VARİS TEDAVİSİ İÇİN BIÇAK ALTINA YATMAYA GEREK YOK
Op. Dr. Tunalı, varis tedavisinde uyguladıkları prosedürler hakkında şu ayrıntıları verdi: “Varis tedavisinde en eski ve klasik formül, cerrahi müdahaleyle varisli damarın çıkartılmasıdır. Lakin bu hem zahmetli tıpkı vakitte uygunlaşması uzun vakit alan bir formüldür. halbuki artık bıçak altına yatmadan da varislerden kurtulmak mümkün. Inday Klinik olarak bu alanda çeşitli tedavi formları uyguluyoruz. Bunların başında damarın içine köpük vererek varisi düzeltmek olarak açıklayabileceğimiz skleroterapi süreci geliyor. Uzun yıllardır uygulanan bu metot daha fazlaca 1 milimetreden kalın varisler için tercih ediliyor. Süreç esnasında fazlaca ince iğneler kullanılarak damar içerisine skleroza ismi verilen bir unsur enjekte ediliyor. Enjekte edilen husus damar duvarlarının birbirine yapışmasını sağlıyor.Yapışan damar ortasından kan geçmediği için bir süre daha sonra görünmez hale geliyor ve vakit içinde beden tarafınca emilerek yok ediliyor. Tedavinin seansı ise yaklaşık 10-15 dk kadar sürüyor. daha sonrasında şahsa 3 gün boyunca daima giymesi için basınçlı bir çorap giydiriliyor. Bu prosedür, varisli damarların ortalama %80’ini yok edebiliyor. Öteki bir prosedür olan lazerde ise damar içine kateter ismi verilen bir aparat yerleştiriliyor.
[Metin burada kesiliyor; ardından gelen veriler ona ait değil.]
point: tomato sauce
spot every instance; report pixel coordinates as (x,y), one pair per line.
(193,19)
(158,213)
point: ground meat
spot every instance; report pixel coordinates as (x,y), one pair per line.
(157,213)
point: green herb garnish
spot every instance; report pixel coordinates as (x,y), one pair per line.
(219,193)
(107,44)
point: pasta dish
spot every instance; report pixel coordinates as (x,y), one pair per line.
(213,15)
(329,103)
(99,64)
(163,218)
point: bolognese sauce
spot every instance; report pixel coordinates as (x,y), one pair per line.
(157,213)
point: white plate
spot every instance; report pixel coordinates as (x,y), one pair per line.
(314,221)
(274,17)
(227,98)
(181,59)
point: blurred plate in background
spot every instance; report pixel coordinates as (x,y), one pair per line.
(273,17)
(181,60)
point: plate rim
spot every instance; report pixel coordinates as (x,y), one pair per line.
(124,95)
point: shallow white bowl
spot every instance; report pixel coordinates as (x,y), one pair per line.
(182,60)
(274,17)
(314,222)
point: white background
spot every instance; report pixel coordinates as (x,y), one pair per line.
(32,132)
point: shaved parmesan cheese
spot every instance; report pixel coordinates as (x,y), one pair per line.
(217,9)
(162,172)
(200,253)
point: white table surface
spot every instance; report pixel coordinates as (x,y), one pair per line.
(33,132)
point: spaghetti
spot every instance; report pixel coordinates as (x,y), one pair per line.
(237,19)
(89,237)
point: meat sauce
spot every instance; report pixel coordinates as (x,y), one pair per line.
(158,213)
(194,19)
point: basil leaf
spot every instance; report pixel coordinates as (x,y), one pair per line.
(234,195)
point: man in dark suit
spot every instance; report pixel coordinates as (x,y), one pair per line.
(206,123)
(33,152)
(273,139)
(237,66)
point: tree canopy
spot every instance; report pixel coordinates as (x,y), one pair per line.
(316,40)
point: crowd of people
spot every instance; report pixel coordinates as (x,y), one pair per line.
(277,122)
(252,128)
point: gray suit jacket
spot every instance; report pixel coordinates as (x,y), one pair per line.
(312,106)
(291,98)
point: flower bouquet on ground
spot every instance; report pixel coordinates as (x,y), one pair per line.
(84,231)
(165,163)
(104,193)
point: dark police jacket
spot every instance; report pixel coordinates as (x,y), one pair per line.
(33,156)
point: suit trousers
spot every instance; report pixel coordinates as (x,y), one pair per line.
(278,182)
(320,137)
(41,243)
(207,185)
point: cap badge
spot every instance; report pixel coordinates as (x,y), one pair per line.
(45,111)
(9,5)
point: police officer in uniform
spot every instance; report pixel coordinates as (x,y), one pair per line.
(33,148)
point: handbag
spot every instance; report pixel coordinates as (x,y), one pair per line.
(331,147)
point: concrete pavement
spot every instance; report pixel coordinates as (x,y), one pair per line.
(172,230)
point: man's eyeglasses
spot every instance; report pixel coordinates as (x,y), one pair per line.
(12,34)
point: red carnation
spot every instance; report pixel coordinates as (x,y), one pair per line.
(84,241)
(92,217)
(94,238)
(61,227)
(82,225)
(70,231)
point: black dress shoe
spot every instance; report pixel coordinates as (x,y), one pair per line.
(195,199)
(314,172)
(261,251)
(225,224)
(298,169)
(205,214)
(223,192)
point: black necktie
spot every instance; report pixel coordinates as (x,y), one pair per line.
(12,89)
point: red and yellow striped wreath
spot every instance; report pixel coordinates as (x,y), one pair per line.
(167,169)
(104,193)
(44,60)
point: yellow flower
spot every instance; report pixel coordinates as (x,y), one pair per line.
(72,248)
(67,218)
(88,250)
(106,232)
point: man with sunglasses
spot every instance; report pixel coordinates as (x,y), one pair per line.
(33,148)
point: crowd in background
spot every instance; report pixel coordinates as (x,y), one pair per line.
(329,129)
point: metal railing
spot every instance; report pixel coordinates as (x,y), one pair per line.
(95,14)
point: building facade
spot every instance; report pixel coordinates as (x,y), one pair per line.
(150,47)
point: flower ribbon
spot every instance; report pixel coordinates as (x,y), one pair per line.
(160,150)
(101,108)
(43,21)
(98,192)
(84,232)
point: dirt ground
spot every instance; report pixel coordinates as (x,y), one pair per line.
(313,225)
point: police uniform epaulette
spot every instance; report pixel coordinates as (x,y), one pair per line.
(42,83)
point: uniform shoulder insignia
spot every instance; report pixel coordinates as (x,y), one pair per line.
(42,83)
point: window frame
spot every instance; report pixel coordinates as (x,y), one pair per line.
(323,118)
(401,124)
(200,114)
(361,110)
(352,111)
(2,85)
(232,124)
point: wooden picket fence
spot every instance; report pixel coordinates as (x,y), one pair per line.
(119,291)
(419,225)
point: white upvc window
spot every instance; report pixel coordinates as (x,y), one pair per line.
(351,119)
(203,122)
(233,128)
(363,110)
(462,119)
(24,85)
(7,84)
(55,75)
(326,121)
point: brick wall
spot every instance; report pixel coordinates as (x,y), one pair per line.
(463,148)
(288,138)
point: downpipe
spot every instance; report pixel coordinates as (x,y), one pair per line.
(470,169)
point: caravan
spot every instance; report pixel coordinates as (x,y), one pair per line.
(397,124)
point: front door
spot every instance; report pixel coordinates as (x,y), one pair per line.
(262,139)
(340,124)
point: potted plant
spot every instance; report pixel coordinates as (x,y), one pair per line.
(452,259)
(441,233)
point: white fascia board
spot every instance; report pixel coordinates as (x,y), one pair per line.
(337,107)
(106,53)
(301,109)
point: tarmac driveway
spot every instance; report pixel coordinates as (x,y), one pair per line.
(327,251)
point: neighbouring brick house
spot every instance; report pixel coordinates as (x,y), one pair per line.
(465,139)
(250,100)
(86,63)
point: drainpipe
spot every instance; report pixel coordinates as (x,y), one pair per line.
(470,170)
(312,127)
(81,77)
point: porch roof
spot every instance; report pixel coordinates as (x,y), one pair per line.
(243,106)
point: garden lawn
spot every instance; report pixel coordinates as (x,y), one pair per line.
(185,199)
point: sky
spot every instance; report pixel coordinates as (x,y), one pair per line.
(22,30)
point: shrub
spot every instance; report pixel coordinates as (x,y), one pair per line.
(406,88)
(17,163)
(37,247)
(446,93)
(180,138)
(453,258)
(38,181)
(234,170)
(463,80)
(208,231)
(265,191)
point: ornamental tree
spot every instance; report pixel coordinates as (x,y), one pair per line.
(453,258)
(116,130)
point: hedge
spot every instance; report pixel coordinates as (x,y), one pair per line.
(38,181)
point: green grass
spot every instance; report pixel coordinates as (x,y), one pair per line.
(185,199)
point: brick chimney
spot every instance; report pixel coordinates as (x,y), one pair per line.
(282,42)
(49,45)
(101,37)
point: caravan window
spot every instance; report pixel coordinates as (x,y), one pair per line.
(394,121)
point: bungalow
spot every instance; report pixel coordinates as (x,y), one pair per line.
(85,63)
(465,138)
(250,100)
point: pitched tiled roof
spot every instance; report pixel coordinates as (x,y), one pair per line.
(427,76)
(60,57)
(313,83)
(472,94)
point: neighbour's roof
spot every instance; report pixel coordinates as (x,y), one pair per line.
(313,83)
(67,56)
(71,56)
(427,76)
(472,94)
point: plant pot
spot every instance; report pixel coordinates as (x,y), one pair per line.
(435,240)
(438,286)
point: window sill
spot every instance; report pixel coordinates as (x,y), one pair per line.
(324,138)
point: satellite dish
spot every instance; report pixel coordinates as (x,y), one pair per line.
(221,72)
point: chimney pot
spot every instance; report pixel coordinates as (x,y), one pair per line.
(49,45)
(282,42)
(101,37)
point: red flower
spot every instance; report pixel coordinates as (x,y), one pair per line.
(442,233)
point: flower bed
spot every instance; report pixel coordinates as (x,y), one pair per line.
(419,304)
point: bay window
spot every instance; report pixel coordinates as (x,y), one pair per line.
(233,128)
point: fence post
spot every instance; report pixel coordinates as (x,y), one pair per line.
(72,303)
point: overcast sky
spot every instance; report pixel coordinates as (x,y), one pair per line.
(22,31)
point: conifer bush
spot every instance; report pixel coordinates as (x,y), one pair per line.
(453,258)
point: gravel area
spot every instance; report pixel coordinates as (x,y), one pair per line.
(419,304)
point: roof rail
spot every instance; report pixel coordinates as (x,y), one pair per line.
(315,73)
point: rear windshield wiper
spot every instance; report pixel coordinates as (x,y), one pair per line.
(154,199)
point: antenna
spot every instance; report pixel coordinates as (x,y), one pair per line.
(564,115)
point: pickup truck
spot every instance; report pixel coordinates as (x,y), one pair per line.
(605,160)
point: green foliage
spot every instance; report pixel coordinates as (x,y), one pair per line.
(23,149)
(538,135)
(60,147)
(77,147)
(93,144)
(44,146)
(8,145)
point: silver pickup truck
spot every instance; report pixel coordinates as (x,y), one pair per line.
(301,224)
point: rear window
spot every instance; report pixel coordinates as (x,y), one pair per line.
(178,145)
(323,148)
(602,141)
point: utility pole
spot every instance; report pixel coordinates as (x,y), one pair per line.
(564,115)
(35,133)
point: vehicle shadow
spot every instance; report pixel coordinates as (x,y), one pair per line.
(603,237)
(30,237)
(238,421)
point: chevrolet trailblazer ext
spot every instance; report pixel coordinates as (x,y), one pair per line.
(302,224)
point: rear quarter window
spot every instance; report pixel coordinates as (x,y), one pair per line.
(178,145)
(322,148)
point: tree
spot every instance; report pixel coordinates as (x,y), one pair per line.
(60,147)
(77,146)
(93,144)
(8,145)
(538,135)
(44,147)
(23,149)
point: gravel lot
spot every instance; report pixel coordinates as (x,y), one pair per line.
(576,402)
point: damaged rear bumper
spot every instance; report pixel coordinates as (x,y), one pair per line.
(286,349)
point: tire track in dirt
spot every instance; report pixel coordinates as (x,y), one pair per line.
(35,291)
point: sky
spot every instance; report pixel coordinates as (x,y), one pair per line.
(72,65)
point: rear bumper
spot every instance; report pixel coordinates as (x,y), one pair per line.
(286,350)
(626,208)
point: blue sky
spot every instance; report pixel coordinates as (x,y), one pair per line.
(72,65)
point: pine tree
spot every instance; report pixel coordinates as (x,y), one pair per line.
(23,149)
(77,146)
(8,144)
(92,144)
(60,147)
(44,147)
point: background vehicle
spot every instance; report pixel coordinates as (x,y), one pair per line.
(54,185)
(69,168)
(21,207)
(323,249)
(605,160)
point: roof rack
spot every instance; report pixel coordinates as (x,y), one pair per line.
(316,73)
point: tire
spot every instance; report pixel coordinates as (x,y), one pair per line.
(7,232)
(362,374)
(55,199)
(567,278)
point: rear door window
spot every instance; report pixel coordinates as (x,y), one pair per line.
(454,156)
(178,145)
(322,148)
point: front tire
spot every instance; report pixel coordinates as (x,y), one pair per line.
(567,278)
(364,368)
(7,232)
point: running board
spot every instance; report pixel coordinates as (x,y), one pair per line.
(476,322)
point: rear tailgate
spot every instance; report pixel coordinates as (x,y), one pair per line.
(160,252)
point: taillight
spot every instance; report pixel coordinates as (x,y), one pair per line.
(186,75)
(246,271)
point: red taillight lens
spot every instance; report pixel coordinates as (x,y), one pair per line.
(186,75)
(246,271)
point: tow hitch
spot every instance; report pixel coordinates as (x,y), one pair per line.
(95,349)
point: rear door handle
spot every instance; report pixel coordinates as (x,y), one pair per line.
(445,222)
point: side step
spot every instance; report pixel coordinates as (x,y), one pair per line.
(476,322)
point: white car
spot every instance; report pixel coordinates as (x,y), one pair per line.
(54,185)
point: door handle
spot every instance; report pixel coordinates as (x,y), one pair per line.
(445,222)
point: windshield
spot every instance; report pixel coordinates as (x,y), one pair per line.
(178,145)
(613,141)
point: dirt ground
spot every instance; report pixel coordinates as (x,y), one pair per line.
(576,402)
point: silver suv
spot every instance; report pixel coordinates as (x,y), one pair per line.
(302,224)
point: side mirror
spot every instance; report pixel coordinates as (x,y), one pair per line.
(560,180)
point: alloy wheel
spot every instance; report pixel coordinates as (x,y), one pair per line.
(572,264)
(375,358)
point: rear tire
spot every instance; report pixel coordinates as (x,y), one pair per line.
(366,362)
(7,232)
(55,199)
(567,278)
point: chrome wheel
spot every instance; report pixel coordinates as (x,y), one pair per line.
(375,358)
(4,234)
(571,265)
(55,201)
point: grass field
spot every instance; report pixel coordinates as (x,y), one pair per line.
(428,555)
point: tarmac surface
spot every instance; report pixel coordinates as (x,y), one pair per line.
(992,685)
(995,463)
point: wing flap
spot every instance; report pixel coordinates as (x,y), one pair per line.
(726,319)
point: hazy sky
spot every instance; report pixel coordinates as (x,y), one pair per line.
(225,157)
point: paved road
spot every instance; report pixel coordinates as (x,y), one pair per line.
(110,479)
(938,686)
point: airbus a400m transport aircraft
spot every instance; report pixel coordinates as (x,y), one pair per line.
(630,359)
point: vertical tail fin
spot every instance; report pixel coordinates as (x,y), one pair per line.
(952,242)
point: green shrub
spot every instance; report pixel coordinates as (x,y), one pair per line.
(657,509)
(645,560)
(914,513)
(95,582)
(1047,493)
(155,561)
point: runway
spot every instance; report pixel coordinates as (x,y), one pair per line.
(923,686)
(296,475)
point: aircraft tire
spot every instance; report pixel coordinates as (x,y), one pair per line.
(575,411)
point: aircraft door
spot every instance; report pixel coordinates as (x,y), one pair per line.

Lazer aletinden çıkan ışın sayesinde varisli bölge büsbütün yakılıyor. Emsal biçimde radyo frekansla tedavi formülünde de bir daha bir kateter kullanılarak varisli damarlar içerisine radyo dalgaları gönderiliyor. Bu dalgaların çıkışı esnasında oluşan ısıyla varisli damarlar yakılıyor.Tüm bu metotlarda lokal anestezi uygulanıyor ve hasta birebir gün günlük yaşantısına dönebiliyor.”